Sejarah dan Hukum shalat Jama'ah

SEJARAH DITEGAKKANNYA JAMAAH 

Nabi SAW mulai mendirikan shalat jamaah sesudah hijrahnya yang mulia. Selama tinggal di Mekah 13 tahun, beliau shalat tanpa berjamaah. Karena para sahabat di waktu itu dalam keadaan tertindas, sehingga mereka shalat di rumah masing-masing. Dan tatkala Nabi SAW hijrah ke Madinah, maka didirikanlah oleh beliau shalat jamaah, dan ditekuninya. 

HUKUM SHALAT JAMAAH 

Yang benar, berjamaah –pada selain shalat Jum’at- adalah fardhu kifayah. Kefardhuannya tak bisa gugur dari penduduk suatu negeri, kecuali bila telah dilaksanakan, sehingga nampaklah syiar jamaah. Jadi, kalau berjmaah shalat itu tidak dilaksankana sama sekali di negeri itu, atau dilaksanakan secara sembunyi-sembunyi, maka seluruh penduduk negeri itu berdosa. Sedang imam (pemerintah) berkewajiban memerangi mereka. 

Dasar disyari’atkannya berjamaah shalat ialah firman Allah Ta’ala: 

Dan apabila kamu berada di tengah-tengah mereka (sahabatmu) lalu kamu hendak mendirikan shalat bersama-sama mereka, Maka hendaklah segolongan dari mereka berdiri (shalat) besertamu. (Q.S. an-Nisa’: 102). 

Firman ini mengenai shalat Khauf (shalat dalam perang). Apabila dalam keadaan perang saja ada perintah mendirikan jamaah, maka apalagi dalam keadaan aman. 

Dan juga sabda Nabi SAW:

 صَلاَةُ الْجَمَاعَةِ تَفْضُلُ صَلاَةَ الْفَذِّ بِسَبْعٍ وَعِشْرِيْنَ دَرَجَةً(رواه البخارى 617 ومسلم 650) 

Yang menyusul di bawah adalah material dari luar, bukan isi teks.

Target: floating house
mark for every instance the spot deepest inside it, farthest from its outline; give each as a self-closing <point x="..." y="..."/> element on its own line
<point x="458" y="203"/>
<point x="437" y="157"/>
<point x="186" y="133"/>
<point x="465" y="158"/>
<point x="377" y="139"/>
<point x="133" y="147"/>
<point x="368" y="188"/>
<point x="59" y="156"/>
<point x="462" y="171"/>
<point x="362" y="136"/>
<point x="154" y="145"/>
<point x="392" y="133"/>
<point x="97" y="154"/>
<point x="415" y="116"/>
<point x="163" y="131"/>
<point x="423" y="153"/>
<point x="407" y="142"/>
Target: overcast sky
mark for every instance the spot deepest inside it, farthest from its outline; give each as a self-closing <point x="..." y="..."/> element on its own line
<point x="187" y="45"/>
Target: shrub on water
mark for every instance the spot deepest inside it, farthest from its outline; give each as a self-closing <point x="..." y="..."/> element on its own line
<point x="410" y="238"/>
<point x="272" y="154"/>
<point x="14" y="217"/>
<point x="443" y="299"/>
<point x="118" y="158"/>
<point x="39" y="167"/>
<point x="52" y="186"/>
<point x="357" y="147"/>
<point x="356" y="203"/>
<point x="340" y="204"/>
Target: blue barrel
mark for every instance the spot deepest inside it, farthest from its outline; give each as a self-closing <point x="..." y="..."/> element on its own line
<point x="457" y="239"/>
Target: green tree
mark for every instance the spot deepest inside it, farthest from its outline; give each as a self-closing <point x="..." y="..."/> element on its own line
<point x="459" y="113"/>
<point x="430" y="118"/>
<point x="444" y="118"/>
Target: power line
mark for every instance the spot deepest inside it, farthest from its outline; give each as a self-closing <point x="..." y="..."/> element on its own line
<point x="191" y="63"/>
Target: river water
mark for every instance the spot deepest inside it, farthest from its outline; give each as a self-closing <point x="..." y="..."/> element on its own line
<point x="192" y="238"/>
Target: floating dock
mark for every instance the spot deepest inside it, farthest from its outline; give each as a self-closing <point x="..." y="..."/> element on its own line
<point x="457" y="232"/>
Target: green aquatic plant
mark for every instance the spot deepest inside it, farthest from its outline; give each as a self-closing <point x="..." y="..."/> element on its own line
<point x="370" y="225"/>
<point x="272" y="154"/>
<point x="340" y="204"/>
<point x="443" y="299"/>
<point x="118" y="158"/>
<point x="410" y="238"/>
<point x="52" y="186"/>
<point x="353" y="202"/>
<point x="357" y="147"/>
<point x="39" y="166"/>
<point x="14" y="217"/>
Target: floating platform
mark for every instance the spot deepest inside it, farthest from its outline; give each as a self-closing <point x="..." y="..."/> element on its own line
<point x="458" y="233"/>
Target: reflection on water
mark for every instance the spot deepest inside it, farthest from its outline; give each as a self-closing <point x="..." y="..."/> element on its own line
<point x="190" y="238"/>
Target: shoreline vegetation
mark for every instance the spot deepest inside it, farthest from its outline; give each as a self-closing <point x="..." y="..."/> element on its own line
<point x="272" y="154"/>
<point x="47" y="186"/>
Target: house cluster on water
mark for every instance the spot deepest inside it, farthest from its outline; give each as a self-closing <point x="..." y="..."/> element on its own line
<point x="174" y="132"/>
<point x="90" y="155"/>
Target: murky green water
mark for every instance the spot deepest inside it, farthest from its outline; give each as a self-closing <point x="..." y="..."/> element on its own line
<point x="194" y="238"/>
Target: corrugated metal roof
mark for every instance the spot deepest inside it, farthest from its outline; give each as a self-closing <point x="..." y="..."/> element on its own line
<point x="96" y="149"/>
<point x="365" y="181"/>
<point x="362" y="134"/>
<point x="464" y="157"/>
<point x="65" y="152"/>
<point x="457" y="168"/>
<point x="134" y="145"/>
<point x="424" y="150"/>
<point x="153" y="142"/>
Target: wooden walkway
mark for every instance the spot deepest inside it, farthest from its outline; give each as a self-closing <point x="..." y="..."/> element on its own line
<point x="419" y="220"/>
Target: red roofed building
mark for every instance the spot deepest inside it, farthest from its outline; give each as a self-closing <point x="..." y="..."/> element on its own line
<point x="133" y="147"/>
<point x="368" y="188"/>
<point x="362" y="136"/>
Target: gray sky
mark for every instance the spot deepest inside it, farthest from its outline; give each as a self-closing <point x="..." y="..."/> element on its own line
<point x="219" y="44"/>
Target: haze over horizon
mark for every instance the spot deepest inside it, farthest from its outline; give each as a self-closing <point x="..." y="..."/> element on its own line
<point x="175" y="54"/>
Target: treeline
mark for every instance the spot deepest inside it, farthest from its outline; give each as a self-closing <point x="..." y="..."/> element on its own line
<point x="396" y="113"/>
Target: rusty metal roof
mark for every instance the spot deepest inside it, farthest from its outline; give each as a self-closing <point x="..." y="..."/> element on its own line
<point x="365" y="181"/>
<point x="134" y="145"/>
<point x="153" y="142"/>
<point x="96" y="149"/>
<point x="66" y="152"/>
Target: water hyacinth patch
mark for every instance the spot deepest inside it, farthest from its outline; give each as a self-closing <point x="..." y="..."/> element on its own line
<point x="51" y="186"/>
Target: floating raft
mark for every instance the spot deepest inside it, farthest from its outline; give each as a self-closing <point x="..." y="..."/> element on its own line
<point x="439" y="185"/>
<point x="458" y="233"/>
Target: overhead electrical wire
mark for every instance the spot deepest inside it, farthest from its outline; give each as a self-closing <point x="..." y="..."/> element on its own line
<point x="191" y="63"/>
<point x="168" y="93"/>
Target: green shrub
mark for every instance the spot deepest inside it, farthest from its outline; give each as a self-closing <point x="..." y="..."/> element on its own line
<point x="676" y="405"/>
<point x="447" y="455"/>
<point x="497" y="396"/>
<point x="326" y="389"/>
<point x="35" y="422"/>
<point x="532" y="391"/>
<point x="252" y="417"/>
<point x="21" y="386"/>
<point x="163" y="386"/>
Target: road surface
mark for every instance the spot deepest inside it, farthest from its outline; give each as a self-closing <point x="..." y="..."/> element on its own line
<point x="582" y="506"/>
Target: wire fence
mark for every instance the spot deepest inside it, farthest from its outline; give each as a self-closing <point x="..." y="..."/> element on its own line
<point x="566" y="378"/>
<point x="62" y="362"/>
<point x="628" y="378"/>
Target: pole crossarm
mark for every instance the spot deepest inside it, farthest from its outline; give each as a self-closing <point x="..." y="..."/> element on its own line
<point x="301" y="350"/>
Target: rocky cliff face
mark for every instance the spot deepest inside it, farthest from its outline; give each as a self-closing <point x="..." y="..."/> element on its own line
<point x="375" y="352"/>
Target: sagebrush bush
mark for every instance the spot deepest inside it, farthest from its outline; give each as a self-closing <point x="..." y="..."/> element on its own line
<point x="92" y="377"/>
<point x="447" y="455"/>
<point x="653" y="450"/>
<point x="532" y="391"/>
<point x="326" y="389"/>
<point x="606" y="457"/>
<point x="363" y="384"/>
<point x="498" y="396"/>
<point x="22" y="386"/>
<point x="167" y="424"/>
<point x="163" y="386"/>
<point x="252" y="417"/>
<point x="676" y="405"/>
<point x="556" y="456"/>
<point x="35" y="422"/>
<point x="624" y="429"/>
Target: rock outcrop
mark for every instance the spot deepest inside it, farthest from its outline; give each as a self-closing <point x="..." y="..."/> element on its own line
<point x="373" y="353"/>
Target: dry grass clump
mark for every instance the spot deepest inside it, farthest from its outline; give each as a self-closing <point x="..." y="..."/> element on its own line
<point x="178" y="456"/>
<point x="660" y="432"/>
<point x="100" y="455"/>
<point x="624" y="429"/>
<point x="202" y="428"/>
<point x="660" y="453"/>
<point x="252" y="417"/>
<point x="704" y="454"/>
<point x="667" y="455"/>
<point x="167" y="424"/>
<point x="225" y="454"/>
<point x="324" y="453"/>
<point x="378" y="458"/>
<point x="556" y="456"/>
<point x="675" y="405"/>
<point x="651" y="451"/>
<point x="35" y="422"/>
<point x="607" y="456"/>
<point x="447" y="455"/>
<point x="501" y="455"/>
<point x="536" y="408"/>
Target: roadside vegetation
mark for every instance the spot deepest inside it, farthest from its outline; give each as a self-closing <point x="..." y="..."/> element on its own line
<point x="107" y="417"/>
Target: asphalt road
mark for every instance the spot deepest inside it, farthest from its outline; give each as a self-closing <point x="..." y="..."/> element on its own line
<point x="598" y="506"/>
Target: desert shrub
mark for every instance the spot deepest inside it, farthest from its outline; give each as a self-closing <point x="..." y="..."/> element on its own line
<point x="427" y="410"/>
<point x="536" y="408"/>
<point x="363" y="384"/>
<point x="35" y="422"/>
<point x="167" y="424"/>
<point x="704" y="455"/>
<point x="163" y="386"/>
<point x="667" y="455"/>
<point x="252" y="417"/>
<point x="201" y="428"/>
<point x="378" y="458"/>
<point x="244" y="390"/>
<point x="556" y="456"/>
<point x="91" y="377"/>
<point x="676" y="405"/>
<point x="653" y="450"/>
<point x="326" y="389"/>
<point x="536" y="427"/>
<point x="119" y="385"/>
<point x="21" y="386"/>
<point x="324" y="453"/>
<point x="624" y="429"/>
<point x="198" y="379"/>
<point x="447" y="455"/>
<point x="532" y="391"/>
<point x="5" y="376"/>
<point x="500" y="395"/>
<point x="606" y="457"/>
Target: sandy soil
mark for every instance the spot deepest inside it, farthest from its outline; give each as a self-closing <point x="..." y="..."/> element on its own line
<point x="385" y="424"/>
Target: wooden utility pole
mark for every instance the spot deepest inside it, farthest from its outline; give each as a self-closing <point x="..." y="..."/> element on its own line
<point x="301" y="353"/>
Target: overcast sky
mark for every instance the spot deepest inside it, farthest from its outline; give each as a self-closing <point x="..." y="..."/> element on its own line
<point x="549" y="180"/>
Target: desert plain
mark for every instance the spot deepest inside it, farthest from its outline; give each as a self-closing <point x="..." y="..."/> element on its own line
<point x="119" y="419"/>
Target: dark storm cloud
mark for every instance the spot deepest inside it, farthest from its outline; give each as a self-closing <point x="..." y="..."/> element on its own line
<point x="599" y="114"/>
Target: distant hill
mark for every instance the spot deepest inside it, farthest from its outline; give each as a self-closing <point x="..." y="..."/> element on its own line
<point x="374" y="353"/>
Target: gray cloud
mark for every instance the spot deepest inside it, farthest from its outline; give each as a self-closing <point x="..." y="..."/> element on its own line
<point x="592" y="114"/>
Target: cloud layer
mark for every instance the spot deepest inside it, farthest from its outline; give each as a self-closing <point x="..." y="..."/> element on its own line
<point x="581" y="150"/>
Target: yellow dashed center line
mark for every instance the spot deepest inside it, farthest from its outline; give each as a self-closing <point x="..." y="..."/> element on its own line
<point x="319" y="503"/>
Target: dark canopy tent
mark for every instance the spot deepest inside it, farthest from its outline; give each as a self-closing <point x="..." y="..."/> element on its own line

Shalat dengan orang banyak itu melebihi shalat sendirian dengan dua puluh tujuh derajat. (H.R. al-Bukhari: 617, dan Muslim: 650). 

Sedang Abu Daud (547) dengan disahkan Ibnu Hibban (425), dan lainnya meriwayatkan, bahwa Nabi SAW bersabda:

 مَامِنْ ثَلاَثَةٍ فِى قَرْيَةٍ اَوْبَدْوٍلأَتُقَامُ فِيْهِمُ الْجَمَاعَةُ اِلاَّاسْتَحْوَذَ عَلَيْهِمُ الشَّيْظَانُ فَعَلَيْكَ بِا الْجَمَاعَةِ، فَاِنَّمَا يَأْكُلُ الذِّئْبُ الْقَاصِيَةَ 

Tak ada tiga orang di suatu desa atau perkampungan, di mana tidak didirikan jamaah shalat, kecuali mereka dikuasai syetan. Maka, senantiasalah kamu berjamaah. Sesungguhnya serigala itu hanya memangsa kambing yang terpisah dari kelompoknya. 

Istahwadza ‘alaihim: (syetan) menguasai dan mengalahkan mereka, serta memalingkan mereka kepadanya.